Agricultural workers exposed to Covid-19 infection risks in Ecuador and Peru

ARTICLE | 2 April 2020

Unsustainable business practices risk exacerbating the impacts of the Covid-19 pandemic and threatening the lives and livelihoods of workers and communities already at risk.

In Latin America several countries have declared states of emergency and adopted protective measures such as curfews, quarantines and school and workplace closures to limit the spread. However, in Ecuador and Peru agricultural workers say they are exposed to working conditions that put them at risk of being infected, while fearing they will lose their jobs if they stay at home.

In both countries, the agricultural sectors apply less strict labour laws than others and can, for example, keep workers on temporary contracts for long periods which puts them in a precarious situation if they fall ill.

According to human rights organisation La Comisión de Derechos Humanos de Ica (CODEHICA), workers in Peru’s Ica valley report being threatened with dismissal if they fail to show up for work, even if they feel ill or belong to a high-risk group. Agricultural company vehicles transporting them to work are usually crowded and workers cannot maintain a safe distance as recommended by health authorities.

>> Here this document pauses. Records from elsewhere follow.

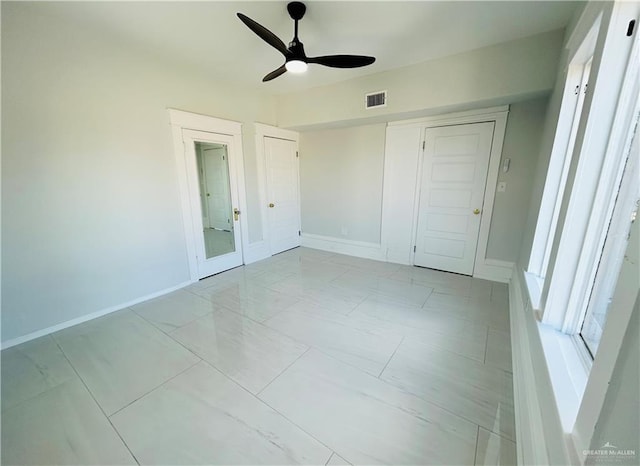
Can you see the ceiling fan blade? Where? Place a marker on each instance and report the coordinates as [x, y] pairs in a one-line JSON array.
[[274, 74], [266, 35], [342, 61]]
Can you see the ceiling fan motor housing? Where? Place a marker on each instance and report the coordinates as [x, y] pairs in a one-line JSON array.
[[296, 10]]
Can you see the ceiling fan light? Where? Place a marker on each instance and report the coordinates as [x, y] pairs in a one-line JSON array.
[[296, 66]]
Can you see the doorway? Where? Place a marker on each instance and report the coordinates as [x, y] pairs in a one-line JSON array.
[[210, 172], [283, 193], [455, 163]]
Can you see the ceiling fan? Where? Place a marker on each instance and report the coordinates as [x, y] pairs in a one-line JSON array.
[[296, 60]]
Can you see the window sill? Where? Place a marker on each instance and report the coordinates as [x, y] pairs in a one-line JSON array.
[[568, 372], [567, 360]]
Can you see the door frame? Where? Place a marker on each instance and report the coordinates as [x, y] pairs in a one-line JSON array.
[[181, 120], [262, 131], [419, 187], [484, 267]]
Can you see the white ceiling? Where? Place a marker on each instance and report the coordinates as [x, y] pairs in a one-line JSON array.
[[208, 35]]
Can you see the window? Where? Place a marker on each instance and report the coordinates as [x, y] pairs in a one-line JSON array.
[[575, 90], [590, 192], [615, 242], [580, 90]]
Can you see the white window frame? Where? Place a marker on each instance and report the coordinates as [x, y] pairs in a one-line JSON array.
[[564, 142], [587, 206]]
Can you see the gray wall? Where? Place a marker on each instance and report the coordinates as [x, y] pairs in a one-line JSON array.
[[341, 182], [91, 214], [341, 173], [511, 208]]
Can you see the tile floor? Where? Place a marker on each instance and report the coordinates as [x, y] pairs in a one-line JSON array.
[[305, 358]]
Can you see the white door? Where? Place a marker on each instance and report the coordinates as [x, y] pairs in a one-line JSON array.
[[217, 250], [454, 173], [282, 194], [216, 175]]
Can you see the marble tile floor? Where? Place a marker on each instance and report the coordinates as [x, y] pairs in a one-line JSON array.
[[307, 357]]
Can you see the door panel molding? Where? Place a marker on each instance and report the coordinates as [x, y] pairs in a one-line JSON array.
[[263, 131], [181, 121], [455, 158], [403, 151]]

“There is not enough protection for the workers. They sometimes have to drink water from the same glasses when they are in the fields,” says CODEHICA director Gustavo Echegaray.

The Ica valley in southern Peru is a major producer of fruits and vegetables such as asparagus, avocados and grapes for export to European supermarkets. Swedwatch and Diakonia have worked with CODEHICA to highlight the severe human rights and environmental impacts of the industry in the valley. Excessive use of water for commercial crops leaves workers and their families with poor access to clean water and sanitation and increases their risk of infection as the coronavirus spreads.

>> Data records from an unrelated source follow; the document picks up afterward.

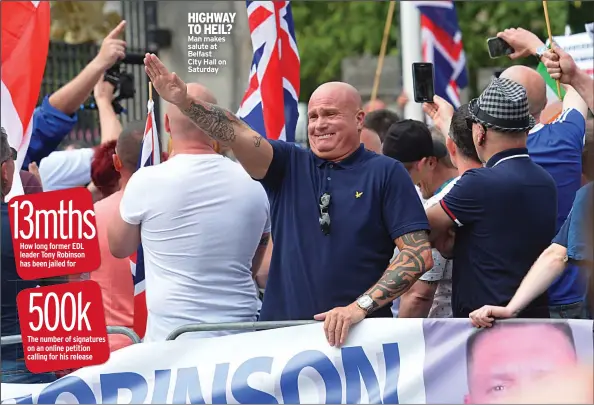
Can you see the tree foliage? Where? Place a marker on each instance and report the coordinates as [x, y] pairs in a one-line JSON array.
[[327, 32]]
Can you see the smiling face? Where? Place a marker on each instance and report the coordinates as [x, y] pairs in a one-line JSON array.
[[335, 121], [511, 357]]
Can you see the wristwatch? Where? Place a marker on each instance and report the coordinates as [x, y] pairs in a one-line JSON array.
[[540, 51], [365, 302]]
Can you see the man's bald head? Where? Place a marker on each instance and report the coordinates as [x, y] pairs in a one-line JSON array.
[[129, 144], [335, 120], [342, 92], [534, 84], [177, 123]]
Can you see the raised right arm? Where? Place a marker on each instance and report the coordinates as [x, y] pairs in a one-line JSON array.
[[251, 150]]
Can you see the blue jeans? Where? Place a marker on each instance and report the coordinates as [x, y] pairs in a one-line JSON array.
[[577, 310], [15, 372]]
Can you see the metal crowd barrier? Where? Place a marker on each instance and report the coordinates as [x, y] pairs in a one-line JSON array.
[[111, 330], [236, 326]]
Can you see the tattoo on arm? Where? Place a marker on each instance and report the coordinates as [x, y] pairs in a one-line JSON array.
[[215, 121], [264, 240], [401, 274], [257, 140]]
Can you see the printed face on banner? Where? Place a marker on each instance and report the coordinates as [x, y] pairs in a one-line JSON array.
[[512, 355]]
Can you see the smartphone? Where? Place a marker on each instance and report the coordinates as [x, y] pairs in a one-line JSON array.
[[498, 47], [423, 82]]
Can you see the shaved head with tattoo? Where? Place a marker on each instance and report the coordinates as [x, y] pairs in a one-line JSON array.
[[338, 209]]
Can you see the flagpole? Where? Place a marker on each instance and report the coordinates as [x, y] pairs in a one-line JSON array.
[[380, 60], [410, 38], [548, 21]]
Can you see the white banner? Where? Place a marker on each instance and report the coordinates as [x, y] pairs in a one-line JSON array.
[[406, 361]]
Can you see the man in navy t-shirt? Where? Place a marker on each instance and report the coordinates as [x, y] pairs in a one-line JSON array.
[[505, 212], [572, 245], [557, 147], [337, 210]]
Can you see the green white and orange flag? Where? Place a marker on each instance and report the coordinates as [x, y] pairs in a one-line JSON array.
[[581, 48]]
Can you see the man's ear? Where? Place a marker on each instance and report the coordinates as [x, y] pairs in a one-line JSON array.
[[167, 126], [117, 163], [451, 147], [360, 119]]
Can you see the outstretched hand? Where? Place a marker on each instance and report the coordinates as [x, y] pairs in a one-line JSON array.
[[113, 47], [560, 65], [484, 317], [441, 112], [169, 86], [338, 321]]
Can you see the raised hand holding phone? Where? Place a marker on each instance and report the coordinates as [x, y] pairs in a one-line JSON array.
[[423, 82], [498, 48]]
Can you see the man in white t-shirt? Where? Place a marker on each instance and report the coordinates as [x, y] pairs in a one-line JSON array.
[[204, 226]]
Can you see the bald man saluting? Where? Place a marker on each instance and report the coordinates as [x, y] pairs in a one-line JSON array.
[[337, 209]]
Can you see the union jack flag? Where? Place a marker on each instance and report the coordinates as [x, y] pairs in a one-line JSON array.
[[441, 41], [150, 154], [270, 104]]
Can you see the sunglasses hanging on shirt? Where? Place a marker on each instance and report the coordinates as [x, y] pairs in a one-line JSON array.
[[324, 213]]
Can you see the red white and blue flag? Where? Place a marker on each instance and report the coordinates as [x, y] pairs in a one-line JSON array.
[[150, 154], [270, 104], [441, 41]]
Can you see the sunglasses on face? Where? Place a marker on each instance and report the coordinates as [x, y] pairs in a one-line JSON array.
[[324, 213]]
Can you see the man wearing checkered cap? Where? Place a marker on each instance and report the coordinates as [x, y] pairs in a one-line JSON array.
[[505, 213]]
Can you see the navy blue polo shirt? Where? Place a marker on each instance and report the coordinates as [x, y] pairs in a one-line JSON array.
[[506, 213], [373, 202]]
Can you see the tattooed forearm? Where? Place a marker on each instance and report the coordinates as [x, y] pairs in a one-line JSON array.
[[257, 140], [216, 122], [413, 260], [264, 240]]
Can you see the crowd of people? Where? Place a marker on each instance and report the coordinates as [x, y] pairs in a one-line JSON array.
[[479, 215]]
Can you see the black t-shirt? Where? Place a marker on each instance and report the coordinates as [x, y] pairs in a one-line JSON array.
[[506, 214]]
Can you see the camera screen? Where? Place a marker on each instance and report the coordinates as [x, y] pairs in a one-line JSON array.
[[498, 47], [423, 82]]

In Ecuador, the labour rights organisation Asociación Sindical de Trabajadores Agrícolas y Campesinos (ASTAC), reports a lack of protective measures in the banana sector. Many workers in plantations producing bananas for export have no social security coverage and little access to adequate health care. According to ASTAC, respiratory problems are already widespread due to the heavy use of pesticides and workers worry about becoming seriously ill if they are infected.

ASTAC’s women’s coordinator Maricela Guzman says many women work excessive hours and are concerned about vulnerable family members at home alone. Workers often live in extended families with very young and elderly in the same household, often staying in poor and crowded conditions which can exacerbate the risk of the virus spreading throughout the community.

“Companies purchasing Ecuadorian bananas should put pressure on their suppliers to protect agricultural workers including providing adequate protective gear and offering decent working hours. They should also pay a fair price for our bananas,” she says.

Both ASTAC and CODEHICA have called on authorities and companies to take urgent measures to protect the health and wellbeing of workers.